Vogels houden.
Veel werd er al over geschreven en nog meer over gepraat, het is dan ook een voortdurende bron van vermaak voor hen die er een vorm van verbinding mee hebben.
Dat je de stof op vele manieren kunt benaderen mag bekend zijn in brede kring.
Voor mij is het een niet te stuiten bron van vermaak en omdat ik heb wat door mij een dwarrelgeest bezit kan ik in een gesprek of betoog abrupt van het onderwerp afdwalen omdat er een trigger wordt geraakt die nieuwe raakvlakken beroerd en om die reden ook wat aandacht krijgen.
Het euvel is dat de richting van onderwerp geen leidraad is maar meer het switchen van her en der zoals het met dwarrelgedachten betaamt.
Als ik het vogelkrantje lees of op de fora vlieg ik ook van onderwerp naar onderwerp en heb er nog een mening over die wat mij betreft kunt aannemen of geheel in vrije keus naast je neer mag leggen.
Dat vrije heb ik hoog staan voor elk vrijdenkend mens.
Ik denk nog wel eens is dit zin of onzin als er met stelligheid iets als vaststaand wordt aangenomen.
Neem als voorbeeld hygiëne maatregelen in het algemeen of in bijzonder voor de volière .
Heb al wat mee gemaakt en ondervonden op dit gebied. Het laatste wat me opviel was een vraag waarop zelf al een antwoord was ingevuld, ging over kuren . Kuren een soort van heilige graal die overal de oplossing voor biedt. Dat we op die manier niet goed kunnen handelen willen er maar weinige geloven. Het leven zelf bepaalt of iets goed is of slecht voor een schepsel. Woorden als antibiotica zouden de alarmbellen moeten doen losbarsten, het betekent namelijk tegen het leven gericht zijn, anti = tegen, bio = leven. Geeft te denken zulke taal. Zo vernam ik eens van een deskundige dat veel kwalen door de liefhebbers met de verzorging mee werden ingeslepen. Gebrekkige hygiëne door de liefhebber is ook al een punt wat men zich kan aanrekenen. Het bekende cocs . syndroom ooit een ziekte van de veeartsen genoemd werd hoofdzakelijk door de liefhebbers zelf veroorzaakt meende men.
Kweken is dan tocht tegen gevallen uiteindelijk met de kanaries. Had er wat wit bij gehaald om daarmee voor ook in kleur variatie te voorzien, blijken het Duitse witte te zijn en ja die zijn niet zo mooi wit als de Engelse witte. Dus die aangeschafte weer opgeruimd en met de overige de kweek gedaan. Daarmee zijn we in bezit gekomen van in totaal 7 mannen en 11 poppen. De mannen zijn al druk bezig met de zangstudie te vervolmaken, waarvan geschreven dat de zanger die een goede vinkenslag ten gehore bracht er niet meer is.
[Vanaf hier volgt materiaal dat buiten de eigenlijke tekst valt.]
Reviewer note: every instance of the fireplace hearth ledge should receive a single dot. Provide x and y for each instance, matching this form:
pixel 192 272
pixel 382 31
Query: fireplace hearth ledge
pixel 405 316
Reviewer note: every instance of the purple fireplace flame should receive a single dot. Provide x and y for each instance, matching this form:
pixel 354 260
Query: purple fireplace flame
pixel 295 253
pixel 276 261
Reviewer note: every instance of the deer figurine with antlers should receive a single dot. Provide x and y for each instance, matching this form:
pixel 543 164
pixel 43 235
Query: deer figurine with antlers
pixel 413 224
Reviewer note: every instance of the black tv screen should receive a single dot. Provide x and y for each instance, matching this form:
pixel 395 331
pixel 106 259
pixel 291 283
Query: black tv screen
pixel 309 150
Mocht er een jong zijn die de aanleg toch heeft en de slag opneemt zullen we zeker zoveel mogelijk stimuleren de aanleg op te nemen. Is nu de tijd van studie naar de ontwikkeling ven de jonge garde waar intelligentie naar mogelijke genieën zal worden gevolgd om deze kwaliteit als eerste te bemerken en die exemplaren in voorkeur ze lang mogelijk te laten ontwikkelen en zeker niet voor volledig ontwikkeld een best lied als afgerond geheel ten gehore wordt gebracht.